Summary: Wall Street’s UBS uMINT yield-bearing collateral has reached Bybit – but there’s a catch

Published: 1 day and 17 hours ago
Based on article from CryptoSlate

Bridging RWAs and Live Trading: The Rise of Yield-Bearing Collateral

Calais Digital Assets has pioneered a live trading workflow by utilizing UBS uMINT tokenized money-market fund shares as collateral on the Bybit exchange. This move marks a significant evolution for Real-World Assets (RWAs), shifting the focus from simple token issuance to practical market utility. By integrating these assets into active trading operations, the industry is moving toward a more capital-efficient model where institutional margin no longer needs to sit as unproductive, idle cash.

Unlocking Capital Efficiency through Off-Exchange Settlement

The deployment utilizes a sophisticated three-party infrastructure involving DigiFT for distribution, ByCustody for secure storage, and Bybit for collateral recognition. Unlike traditional arrangements where traders must park stablecoins or cash that earn little to no return, this setup allows the uMINT position to remain in a regulated custody environment while simultaneously backing exchange activity. This ensures that a fund’s balance sheet remains productive, capturing money-market yields even while supporting active trading operations.

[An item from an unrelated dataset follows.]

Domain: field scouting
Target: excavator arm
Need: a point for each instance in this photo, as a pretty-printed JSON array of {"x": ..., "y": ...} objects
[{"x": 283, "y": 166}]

From Issuance Milestones to Operational Reality

While the current scale of uMINT remains relatively modest, its integration into Bybit’s margin system provides a blueprint for the future of institutional finance. The success of this model depends on "market plumbing"—the coordination between distributors, custodians, and exchanges to agree on valuation and risk control. For tokenized assets to become a standard replacement for traditional margin, the industry must still address critical questions regarding collateral haircuts, liquidation protocols during market stress, and the legal enforceability of multi-party custody agreements.

The Path Toward Institutional Adoption

This implementation reaches a specific pain point for institutional investors: the high cost of idle margin. By turning a conservative cash-management tool like a money-market fund into a functional trading asset, the Calais deployment proves that RWAs can do more than just exist on a ledger. As more venues and funds adopt these transparent custody and redemption rules, the transition from passive holding to active balance-sheet utility will likely become the new standard for the digital asset ecosystem.